We generally accept that software platforms tend to have “winner-take-all” outcomes. That is, once adopted, software platforms are often very hard to displace.   “Network-effect”-driven economics provide real advantages to a first movers (e.g., Windows OS).  This study, however, tried to simulate real-world conditions in which several platforms might form at the same, with one being superior in terms of its ability to find matches for the two sides of platform (e.g., what eHarmony claims to do for singles). The study aimed to see if participants would just gravitate toward the network that was growing the fastest or whether the superior matching technology would win out–even if there were financial advantages to being on the largest platform and switching costs to moving to the superior one.

The authors concluded:

“We found, however, that despite allowing for switching costs, over time users ultimately all choose the superior platform. This suggests that the winner will be decided by the platform that can provide the most value to both of its user types. This result persists even when we allow an inferior platform to have a head start—to gain dominant market share and lock in customers who want to avoid switching costs. Perhaps, then, there is hope yet for Google+, assuming it can deliver the kind of step change in user experience that Facebook delivered in comparison with MySpace.

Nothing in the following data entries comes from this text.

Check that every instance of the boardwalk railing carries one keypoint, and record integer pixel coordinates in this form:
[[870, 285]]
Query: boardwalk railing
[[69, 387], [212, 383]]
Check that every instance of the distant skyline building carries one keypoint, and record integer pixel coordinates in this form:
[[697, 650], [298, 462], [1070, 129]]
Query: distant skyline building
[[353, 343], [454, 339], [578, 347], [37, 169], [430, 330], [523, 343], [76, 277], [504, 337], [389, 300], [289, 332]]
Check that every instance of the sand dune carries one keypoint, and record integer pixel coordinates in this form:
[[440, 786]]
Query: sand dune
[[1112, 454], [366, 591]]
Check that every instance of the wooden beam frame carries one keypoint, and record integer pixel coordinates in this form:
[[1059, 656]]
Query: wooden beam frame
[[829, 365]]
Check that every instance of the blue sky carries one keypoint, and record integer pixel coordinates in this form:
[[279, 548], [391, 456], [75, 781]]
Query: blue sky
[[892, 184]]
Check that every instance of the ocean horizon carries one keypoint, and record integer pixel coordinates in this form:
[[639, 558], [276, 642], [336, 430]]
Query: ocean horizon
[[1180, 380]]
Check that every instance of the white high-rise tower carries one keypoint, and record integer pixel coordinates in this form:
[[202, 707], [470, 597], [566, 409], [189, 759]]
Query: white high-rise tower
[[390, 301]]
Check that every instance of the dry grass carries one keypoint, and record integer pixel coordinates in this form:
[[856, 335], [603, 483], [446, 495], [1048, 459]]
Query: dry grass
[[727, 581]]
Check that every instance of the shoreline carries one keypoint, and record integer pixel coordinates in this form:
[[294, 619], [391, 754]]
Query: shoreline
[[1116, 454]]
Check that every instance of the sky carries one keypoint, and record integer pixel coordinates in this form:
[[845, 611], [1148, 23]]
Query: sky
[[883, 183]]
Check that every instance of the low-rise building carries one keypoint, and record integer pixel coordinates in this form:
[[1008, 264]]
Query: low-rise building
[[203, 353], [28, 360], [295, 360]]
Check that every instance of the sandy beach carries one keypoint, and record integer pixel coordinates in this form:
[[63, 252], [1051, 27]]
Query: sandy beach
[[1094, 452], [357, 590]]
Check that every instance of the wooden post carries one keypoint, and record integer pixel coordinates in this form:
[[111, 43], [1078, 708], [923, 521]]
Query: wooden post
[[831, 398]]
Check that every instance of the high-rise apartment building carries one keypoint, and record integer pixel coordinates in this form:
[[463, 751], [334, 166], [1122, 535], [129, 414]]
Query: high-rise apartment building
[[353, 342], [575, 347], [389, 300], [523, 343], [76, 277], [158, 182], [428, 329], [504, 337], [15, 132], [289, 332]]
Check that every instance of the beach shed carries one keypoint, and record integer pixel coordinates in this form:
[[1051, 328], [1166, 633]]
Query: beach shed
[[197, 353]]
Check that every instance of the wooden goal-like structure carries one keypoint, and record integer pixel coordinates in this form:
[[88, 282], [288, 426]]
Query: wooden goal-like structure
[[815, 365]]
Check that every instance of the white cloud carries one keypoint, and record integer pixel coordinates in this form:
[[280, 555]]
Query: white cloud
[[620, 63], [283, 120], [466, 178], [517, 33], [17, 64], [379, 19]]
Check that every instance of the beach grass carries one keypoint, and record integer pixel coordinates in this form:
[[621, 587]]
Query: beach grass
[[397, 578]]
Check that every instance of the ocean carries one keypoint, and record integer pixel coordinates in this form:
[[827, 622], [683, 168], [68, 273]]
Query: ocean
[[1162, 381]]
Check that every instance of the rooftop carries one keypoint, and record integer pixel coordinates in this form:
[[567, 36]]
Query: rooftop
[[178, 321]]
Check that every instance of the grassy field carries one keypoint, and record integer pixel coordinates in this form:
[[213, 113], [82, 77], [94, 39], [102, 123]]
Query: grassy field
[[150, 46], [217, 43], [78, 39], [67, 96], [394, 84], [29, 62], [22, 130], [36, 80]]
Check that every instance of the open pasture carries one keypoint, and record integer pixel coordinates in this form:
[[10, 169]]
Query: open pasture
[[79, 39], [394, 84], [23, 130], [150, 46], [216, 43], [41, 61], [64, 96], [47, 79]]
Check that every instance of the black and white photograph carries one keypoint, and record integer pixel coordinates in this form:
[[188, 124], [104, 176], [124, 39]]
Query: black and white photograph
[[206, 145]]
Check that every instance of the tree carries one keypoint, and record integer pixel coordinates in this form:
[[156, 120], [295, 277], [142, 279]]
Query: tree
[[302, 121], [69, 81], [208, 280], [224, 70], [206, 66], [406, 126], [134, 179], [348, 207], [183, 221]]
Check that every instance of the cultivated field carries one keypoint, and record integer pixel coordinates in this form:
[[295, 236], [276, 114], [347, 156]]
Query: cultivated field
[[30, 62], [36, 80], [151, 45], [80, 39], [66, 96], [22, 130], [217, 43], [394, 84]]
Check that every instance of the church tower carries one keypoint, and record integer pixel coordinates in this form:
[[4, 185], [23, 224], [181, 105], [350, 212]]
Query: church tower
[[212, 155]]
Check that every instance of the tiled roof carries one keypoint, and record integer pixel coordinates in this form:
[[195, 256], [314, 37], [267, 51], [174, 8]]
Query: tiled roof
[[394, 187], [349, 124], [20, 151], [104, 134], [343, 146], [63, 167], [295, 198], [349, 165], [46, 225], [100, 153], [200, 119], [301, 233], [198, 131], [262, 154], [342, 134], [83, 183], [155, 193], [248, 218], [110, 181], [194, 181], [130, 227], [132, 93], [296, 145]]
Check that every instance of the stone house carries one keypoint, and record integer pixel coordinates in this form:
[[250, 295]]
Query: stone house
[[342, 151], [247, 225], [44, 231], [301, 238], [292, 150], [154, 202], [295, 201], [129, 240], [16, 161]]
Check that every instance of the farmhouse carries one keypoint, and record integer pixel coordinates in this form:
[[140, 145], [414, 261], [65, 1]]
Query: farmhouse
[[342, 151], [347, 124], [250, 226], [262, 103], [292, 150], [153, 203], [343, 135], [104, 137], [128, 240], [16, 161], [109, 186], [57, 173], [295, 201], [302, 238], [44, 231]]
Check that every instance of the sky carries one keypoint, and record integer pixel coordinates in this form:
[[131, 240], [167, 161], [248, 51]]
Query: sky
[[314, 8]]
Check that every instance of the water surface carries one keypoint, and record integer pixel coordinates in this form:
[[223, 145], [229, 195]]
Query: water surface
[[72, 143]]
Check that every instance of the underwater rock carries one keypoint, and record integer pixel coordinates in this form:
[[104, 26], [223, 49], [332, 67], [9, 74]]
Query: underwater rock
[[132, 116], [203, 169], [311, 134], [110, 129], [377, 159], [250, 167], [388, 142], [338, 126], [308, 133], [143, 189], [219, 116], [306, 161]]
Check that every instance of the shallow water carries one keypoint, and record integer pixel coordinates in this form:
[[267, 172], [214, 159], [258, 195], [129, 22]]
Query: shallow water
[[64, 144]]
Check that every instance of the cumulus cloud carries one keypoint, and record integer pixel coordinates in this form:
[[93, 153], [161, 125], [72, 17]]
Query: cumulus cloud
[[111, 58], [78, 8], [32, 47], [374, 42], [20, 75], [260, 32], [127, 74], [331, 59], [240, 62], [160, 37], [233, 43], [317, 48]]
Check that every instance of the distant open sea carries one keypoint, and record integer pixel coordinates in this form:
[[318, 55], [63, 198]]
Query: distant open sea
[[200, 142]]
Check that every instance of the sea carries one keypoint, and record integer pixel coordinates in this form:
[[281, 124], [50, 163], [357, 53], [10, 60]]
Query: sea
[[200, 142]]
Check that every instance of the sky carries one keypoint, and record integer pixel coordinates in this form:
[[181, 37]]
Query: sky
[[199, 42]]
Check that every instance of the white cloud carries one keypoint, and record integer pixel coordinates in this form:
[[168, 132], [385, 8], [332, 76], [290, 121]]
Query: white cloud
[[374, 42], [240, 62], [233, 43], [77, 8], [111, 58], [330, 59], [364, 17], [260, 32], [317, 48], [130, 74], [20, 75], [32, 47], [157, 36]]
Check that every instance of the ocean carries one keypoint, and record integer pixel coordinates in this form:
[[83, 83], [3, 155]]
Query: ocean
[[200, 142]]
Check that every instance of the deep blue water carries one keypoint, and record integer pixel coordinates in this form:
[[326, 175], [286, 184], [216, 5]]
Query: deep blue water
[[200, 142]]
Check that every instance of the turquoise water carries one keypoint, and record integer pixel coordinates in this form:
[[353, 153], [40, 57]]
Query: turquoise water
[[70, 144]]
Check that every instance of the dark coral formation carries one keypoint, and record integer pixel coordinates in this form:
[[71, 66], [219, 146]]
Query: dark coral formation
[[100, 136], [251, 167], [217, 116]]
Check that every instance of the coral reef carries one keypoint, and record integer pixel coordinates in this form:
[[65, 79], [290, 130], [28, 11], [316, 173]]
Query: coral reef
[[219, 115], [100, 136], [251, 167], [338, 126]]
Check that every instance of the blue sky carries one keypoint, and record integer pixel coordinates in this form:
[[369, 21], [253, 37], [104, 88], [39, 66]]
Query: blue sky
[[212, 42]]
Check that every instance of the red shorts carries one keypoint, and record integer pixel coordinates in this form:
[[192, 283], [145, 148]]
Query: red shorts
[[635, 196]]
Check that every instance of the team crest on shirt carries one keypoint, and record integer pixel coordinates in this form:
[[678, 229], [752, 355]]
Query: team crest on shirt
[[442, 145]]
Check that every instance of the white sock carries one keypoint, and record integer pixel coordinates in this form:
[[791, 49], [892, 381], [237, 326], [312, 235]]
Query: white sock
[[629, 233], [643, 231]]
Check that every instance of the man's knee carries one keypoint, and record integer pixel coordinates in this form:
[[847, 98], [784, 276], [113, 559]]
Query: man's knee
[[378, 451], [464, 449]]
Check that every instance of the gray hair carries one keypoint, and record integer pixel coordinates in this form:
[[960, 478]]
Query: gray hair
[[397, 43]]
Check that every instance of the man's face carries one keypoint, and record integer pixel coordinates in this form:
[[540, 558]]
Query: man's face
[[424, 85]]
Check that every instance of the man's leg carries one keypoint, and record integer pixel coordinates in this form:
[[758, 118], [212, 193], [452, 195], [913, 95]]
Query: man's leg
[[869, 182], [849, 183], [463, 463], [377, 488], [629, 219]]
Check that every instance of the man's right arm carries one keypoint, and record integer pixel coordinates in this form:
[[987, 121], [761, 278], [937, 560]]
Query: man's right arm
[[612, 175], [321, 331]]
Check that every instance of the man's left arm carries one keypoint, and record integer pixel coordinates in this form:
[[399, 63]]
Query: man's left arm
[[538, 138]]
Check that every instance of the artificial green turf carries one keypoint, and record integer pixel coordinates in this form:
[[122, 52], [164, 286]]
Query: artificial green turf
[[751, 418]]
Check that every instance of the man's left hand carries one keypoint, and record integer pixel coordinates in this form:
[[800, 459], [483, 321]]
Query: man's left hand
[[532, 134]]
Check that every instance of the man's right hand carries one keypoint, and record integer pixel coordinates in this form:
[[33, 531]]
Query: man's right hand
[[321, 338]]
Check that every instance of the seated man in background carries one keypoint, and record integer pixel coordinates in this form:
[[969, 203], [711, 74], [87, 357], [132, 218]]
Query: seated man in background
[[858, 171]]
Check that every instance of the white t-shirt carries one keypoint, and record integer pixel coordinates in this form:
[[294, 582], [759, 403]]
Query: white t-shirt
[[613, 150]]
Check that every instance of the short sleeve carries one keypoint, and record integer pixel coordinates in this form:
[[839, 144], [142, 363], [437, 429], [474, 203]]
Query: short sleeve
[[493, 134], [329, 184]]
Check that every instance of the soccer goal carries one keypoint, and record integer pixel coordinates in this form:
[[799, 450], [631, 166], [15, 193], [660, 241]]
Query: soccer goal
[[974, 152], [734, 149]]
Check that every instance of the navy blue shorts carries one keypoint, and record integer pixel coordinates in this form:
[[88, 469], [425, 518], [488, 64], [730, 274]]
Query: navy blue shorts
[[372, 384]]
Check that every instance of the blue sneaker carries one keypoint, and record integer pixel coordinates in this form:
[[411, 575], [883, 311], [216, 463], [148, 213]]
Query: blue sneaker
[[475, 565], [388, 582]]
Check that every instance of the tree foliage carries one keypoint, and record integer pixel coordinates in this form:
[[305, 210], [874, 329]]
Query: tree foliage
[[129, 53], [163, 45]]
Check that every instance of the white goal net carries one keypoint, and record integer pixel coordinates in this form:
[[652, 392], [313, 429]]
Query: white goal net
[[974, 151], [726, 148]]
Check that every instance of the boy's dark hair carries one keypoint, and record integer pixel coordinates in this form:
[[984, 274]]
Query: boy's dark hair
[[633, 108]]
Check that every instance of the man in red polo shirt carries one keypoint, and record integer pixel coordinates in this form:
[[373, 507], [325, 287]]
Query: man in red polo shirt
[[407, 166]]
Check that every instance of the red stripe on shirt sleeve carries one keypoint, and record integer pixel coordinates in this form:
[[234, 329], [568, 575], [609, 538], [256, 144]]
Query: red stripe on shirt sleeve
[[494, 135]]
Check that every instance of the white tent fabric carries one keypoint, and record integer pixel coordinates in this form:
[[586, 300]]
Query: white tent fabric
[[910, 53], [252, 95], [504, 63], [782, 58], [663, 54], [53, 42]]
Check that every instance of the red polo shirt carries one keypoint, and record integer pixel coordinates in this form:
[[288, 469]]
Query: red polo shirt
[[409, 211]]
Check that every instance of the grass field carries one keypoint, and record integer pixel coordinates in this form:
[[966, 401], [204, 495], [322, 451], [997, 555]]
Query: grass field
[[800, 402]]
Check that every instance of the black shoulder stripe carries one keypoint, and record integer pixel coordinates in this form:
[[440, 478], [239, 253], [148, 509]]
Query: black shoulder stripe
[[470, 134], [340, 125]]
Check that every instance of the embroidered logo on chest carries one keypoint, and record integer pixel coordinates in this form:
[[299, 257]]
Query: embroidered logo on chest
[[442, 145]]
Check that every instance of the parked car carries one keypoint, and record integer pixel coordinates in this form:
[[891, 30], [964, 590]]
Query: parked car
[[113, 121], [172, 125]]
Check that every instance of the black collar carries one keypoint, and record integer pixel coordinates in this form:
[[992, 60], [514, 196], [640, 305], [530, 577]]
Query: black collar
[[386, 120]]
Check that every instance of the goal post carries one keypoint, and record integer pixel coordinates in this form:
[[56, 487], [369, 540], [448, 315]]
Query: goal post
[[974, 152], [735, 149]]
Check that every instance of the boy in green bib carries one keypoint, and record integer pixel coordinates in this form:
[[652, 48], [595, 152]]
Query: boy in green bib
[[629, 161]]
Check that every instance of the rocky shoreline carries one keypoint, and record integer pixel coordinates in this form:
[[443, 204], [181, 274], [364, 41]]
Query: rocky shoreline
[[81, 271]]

How does a platform business achieve a better value proposition than its rivals? The primary factors are increasing the quality of matches between complementary users and charging the most competitive fees.”

The study seems to apply mainly to platforms of the “match-making” variety—e.g., eharmony, ebay, social networks, Angie’s List, Elance etc.  Most B2B platforms have such a match-making element, but typically also have other “stickier” elements that make switching costs much higher for their participants.  These switching costs are part of what makes Industry Cloud and other B2B platforms such high return businesses (and stocks).  The study highlights that platforms need to balance the value they provide with the prices they charge to participants, lest a new, superior entrant arrive.

The study also emphasizes that new platforms are more likely to arise, the more heterogeneous the needs of the users are.  In other words, the more segmented the market, the more platforms can be supported.  So ChristianMingle.com, JDate, and blacksingles.com can compete against match.com and eharmony.  (By the way, those first three sites are owned by the same company, Spark Networks!)

It seems to me that the rise of Industry Cloud platforms is, in part, an attempt to meet the heterogeneous needs of different industries, versus the generic platforms of SAP/Ariba, GXS, Tradeshift, Xign, etc.

The article sites the gaming console market as an unusual one in which there are three platforms that live in an uneasy equilibrium: Xbox, Nintendo, and Sony Playstation.  I’m not a gamer, but it seems to me that all three of these platforms could now be under siege by the games that are played on tablets and phones. Xbox is responding to this threat by trying to become even more of a platform—that is, the platform for your entire home entertainment system.  Microsoft practically invented the platform strategy in software, so this strategy comes as no surprise!

The article, the challenges facing the gaming industry, and the recent sale of the GXS remind me that platforms can be dominant and sticky, but they can never stop innovating, lest another platform challenge them by adding more value and/or lowering price.  The stakes in all of these industries are enormous, so a challenger faces a daunting task, but great rewards if they succeed.  Remember that Facebook was once the challenger!

Platforms are often indeed “winner take all”—but only for a while.